A couple years ago, it really did look like NVIDIA's (NVDA 0.76%) Tegra business was on the ropes. After years of trying to compete in mobile devices, it simply couldn't keep up technologically with Qualcomm, and not for a lack of trying. NVIDIA had high hopes of integrating cellular connectivity following its 2011 Icera acquisition, which was necessary to be relevant in smartphones.

Over the years, NVIDIA had spent billions of dollars developing Tegra, so when it announced that it was getting out of smartphones in 2014 and pivoting the Tegra business to automotive applications, there was all sorts of uncertainty regarding the Tegra business. After all, it's not uncommon for strategic pivots to fail. In itself, NVIDIA's smartphone exit wasn't too surprising; Texas Instruments had bailed on mobile processors just two years prior, for many of the same reasons.

The depth of Tegra's troubles culminated in fiscal Q2 2014, when sales bottomed out at a meager $53 million, down 71% year over year. Here's a snippet from NVIDIA CFO's commentary that quarter:

These decreases were largely due to lower unit shipments of Tegra 3 processors as customers ramped down production of Tegra 3-based smartphones and tablets, as expected. They also reflect lower revenue associated with the sale of embedded products and game consoles, offset by increased revenue from automotive products. During the second quarter, we ramped up production of our next-generation processor, Tegra 4, in support of new devices coming from our customers in the second half. On July 31, we also began customer shipments of SHIELD, our new NVIDIA branded gaming and entertainment device.

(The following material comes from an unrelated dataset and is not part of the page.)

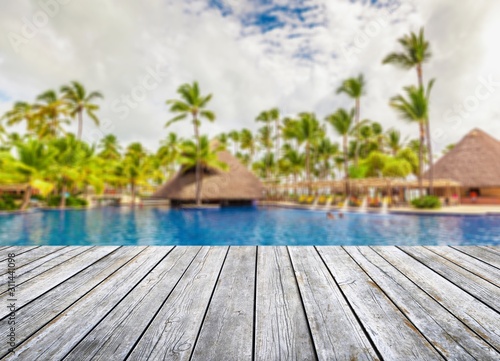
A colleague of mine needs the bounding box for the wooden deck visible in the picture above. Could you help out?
[0,247,500,361]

If NVIDIA's pivot to automotive and game consoles failed, that would translate into billions of dollars lost to Tegra development. At this point, I think it's safe to call it, though: NVIDIA has pulled off a stunning recovery for Tegra.

Pivot: check

Last quarter, Tegra sales soared 87% to $241 million, driven by both gaming development platforms and momentum in automotive. Of that total, a little over half ($127 million) came from automotive infotainment modules.

See for yourself:

Data source: SEC filings. Fiscal quarters shown. Chart by author.

That's what I call a successful pivot.

The bottom line

To be clear, the Tegra business still operates at a loss, posting an operating loss of $239 million last fiscal year, as the company continues investing in Tegra's future. But the losses are mitigating. NVIDIA only lost $52 million in Tegra operations in the first half of this fiscal year (detailed fiscal third-quarter operating income data by segment won't be available until NVIDIA files its 10-Q).

Speaking of Tegra's future, a custom Tegra chip powers Nintendo's forthcoming Switch console, which gamers are already quite excited about. Switch launches early next year. Autonomous driving is all the rage within the auto sector right now, and NVIDIA's Tegra-powered DRIVE PX2 platform is scoring design wins hand over fist. Soon enough, Tegra will start generating positive operating income, recouping years of investments.

It used to be unclear whether or not NVIDIA would pull this off, and frankly I had my doubts. But the numbers now speak for themselves.